Tribunal Administratif de Bastia — Décision N° TA20-2300570

mardi 29 octobre 2024

JuridictionTribunal Administratif de Bastia
SectionTribunal Administratif de Bastia
N° DossierTA20-2300570
TypeDécision
RecoursExcès de pouvoir
PublicationC
Formation2ème chambre
Avocat requérantMUSCATELLI

Texte intégral

Vu la procédure suivante :

Par un déféré, enregistré le 17 mai 2023, le préfet de la Corse-du-Sud demande au tribunal d'annuler pour excès de pouvoir l'arrêté du 6 décembre 2022 par lequel le maire de la commune de Pietrosella a accordé à la société civile immobilière (SCI) Vadina un permis d'aménager pour la création d'un lotissement de 27 lots sur un terrain cadastré section B n° 396, situé au lieudit Jean-Marc.

Le préfet soutient que :

- le permis méconnaît les dispositions de l'article L. 121-8 du code de l'urbanisme ;

- il méconnaît les dispositions des articles AU2 et N1 du règlement du plan local d'urbanisme ;

- il méconnaît les dispositions de l'article L. 111-11 relatives à la desserte par les réseaux ;

- il est entaché d'erreur manifeste d'appréciation au regard des dispositions de l'article R. 111-2 du code de l'urbanisme.

Par un mémoire en défense, enregistré le 2 novembre 2023, la SCI Vadina, représentée par Me Muscatelli, doit être regardée comme concluant :

1°) à titre principal, au rejet du déféré ;

2°) à titre subsidiaire, au sursis à statuer sur le fondement de l'article L. 600-5-1 du code de justice administrative en lui impartissant un délai de 4 mois afin de régulariser les vices tirés de la méconnaissance de l'article L. 111-11 du code de l'urbanisme et de l'article N-1 du règlement du plan local d'urbanisme de la commune de Pietrosella ;

3°) à la mise à la charge de l'Etat la somme de 2 500 euros au titre de l'article L. 761-1 du code de justice administrative.

Elle soutient que :

- les moyens du déféré ne sont pas fondés ;

- à titre subsidiaire, les vices tirés de la méconnaissance de l'article L. 111-11 du code de l'urbanisme et de l'article N-1 du règlement du plan local d'urbanisme de la commune de Pietrosella sont régularisables.

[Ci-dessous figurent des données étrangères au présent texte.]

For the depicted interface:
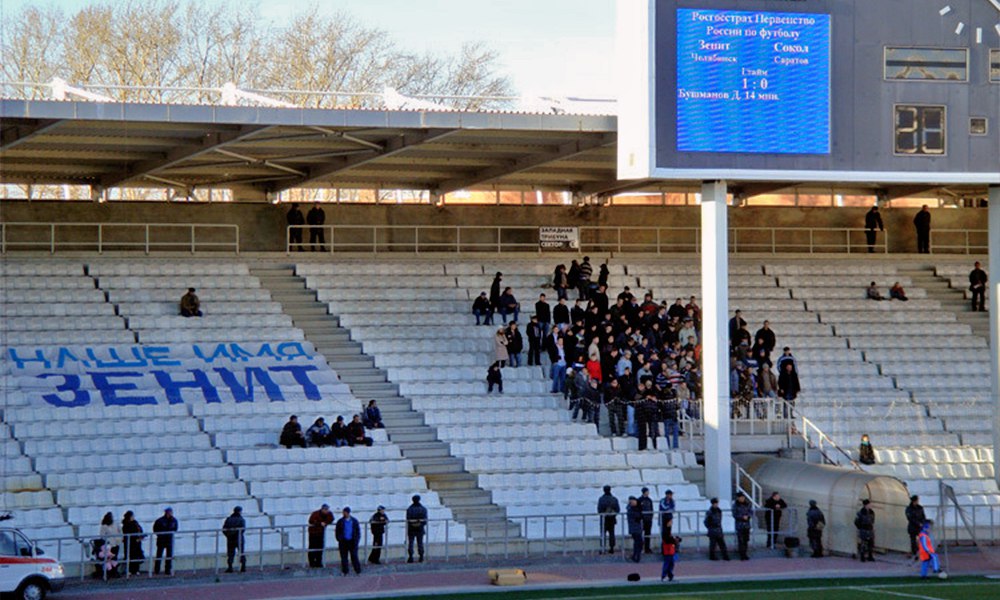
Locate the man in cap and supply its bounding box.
[334,506,361,575]
[639,487,653,554]
[368,505,389,565]
[309,504,333,569]
[597,485,622,554]
[406,494,427,563]
[806,500,826,558]
[153,506,177,575]
[222,506,247,573]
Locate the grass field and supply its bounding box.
[386,577,1000,600]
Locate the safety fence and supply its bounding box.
[0,222,240,254]
[25,506,798,579]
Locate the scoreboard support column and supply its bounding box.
[988,185,1000,485]
[701,181,732,506]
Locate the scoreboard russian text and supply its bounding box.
[618,0,1000,184]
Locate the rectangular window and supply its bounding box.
[893,104,947,156]
[885,46,969,82]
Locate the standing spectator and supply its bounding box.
[854,498,875,562]
[122,510,146,575]
[368,505,389,565]
[865,205,885,254]
[639,487,653,554]
[806,500,826,558]
[764,492,788,548]
[969,261,989,312]
[490,271,503,314]
[406,494,427,563]
[278,415,306,448]
[222,506,247,573]
[486,361,503,394]
[528,314,548,367]
[660,490,677,540]
[308,504,333,569]
[493,327,508,367]
[625,496,642,563]
[334,506,361,576]
[306,202,326,252]
[347,415,374,446]
[285,203,306,252]
[704,498,729,560]
[913,204,931,254]
[906,495,927,560]
[733,492,753,560]
[504,321,524,369]
[153,506,177,575]
[361,398,385,429]
[535,294,552,331]
[181,288,202,317]
[597,485,622,554]
[858,433,875,465]
[472,292,493,325]
[306,417,330,448]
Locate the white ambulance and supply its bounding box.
[0,528,65,600]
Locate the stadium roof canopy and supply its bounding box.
[0,99,985,196]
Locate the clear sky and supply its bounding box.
[0,0,615,98]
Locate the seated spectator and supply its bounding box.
[306,417,330,448]
[362,400,385,429]
[330,416,347,448]
[181,288,202,317]
[858,433,875,465]
[472,292,493,325]
[497,287,521,323]
[486,361,503,394]
[347,415,373,446]
[278,415,306,448]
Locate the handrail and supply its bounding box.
[0,221,240,254]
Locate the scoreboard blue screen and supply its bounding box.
[677,8,830,154]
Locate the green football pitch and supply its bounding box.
[386,577,1000,600]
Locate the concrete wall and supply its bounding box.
[0,200,987,252]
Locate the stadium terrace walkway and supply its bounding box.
[54,549,1000,600]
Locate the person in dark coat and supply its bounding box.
[704,498,729,560]
[639,487,653,554]
[854,498,875,562]
[368,505,389,565]
[806,500,826,558]
[306,202,326,252]
[969,261,989,312]
[865,206,885,254]
[222,506,247,573]
[334,506,361,575]
[278,415,306,448]
[153,506,177,575]
[122,511,146,575]
[597,485,622,554]
[733,492,753,560]
[406,495,427,563]
[625,496,642,562]
[913,204,931,254]
[764,492,788,548]
[308,504,333,569]
[285,203,306,252]
[906,495,927,560]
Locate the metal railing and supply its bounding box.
[285,225,889,255]
[23,506,798,579]
[0,222,240,254]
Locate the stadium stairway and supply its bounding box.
[250,266,520,540]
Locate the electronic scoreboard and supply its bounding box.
[618,0,1000,184]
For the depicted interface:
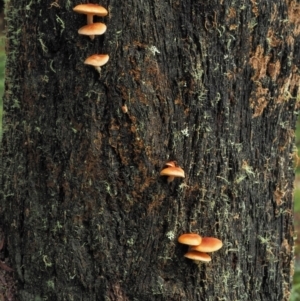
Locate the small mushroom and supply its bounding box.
[160,162,185,183]
[165,161,177,167]
[121,104,128,114]
[84,54,109,74]
[178,233,202,246]
[73,3,108,24]
[184,251,211,262]
[78,23,106,40]
[190,237,223,253]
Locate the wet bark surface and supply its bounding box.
[0,0,300,301]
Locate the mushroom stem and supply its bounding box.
[86,14,94,25]
[167,176,175,183]
[95,66,101,74]
[86,14,95,40]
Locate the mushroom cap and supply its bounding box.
[184,251,211,262]
[78,23,106,36]
[160,166,185,178]
[191,237,223,252]
[165,161,176,167]
[84,54,109,67]
[178,233,202,246]
[73,3,108,17]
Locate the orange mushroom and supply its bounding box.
[160,163,185,183]
[78,23,106,40]
[190,237,223,253]
[178,233,202,246]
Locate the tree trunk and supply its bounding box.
[0,0,300,301]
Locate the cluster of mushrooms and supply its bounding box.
[160,161,223,262]
[73,3,109,73]
[178,233,223,262]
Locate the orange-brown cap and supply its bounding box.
[184,251,211,262]
[78,23,106,36]
[84,54,109,67]
[73,3,108,17]
[191,237,223,252]
[160,166,185,178]
[178,233,202,246]
[165,161,176,167]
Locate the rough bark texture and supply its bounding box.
[0,0,300,301]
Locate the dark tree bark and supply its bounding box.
[0,0,300,301]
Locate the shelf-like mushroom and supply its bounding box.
[160,166,185,183]
[78,23,106,40]
[178,233,202,246]
[191,237,223,253]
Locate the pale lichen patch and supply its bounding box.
[287,1,300,36]
[250,45,271,81]
[267,60,281,81]
[250,82,269,118]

Vu les autres pièces du dossier.

Vu :

- le code général des collectivités territoriales ;

- le code de l'urbanisme ;

- le code de justice administrative.

Les parties ont été régulièrement averties du jour de l'audience.

Après avoir entendu au cours de l'audience publique :

- le rapport de M. Pierre Monnier, président ;

- et les conclusions de Mme Pauline Muller, rapporteure publique.

Considérant ce qui suit :

1. Le préfet de la Corse-du-Sud défère au tribunal l'arrêté du 6 décembre 2022 par lequel le maire de Pietrosella a accordé à la SCI Vadina un permis d'aménager pour la création d'un lotissement de 27 lots sur un terrain cadastré section B n° 396, situé au lieudit Jean-Marc.

Sur les conclusions à fin d'annulation :

2. En premier lieu, aux termes de l'article L. 121-8 du code de l'urbanisme : " L'extension de l'urbanisation se réalise soit en continuité avec les agglomérations et villages existants () ". Il résulte de ces dispositions que les constructions peuvent être autorisées dans les communes littorales en continuité avec les agglomérations et villages existants, c'est-à-dire avec les zones déjà urbanisées caractérisées par un nombre et une densité significatifs de constructions, mais qu'aucune construction ne peut en revanche être autorisée, même en continuité avec d'autres, dans les zones d'urbanisation diffuse éloignées de ces agglomérations et villages.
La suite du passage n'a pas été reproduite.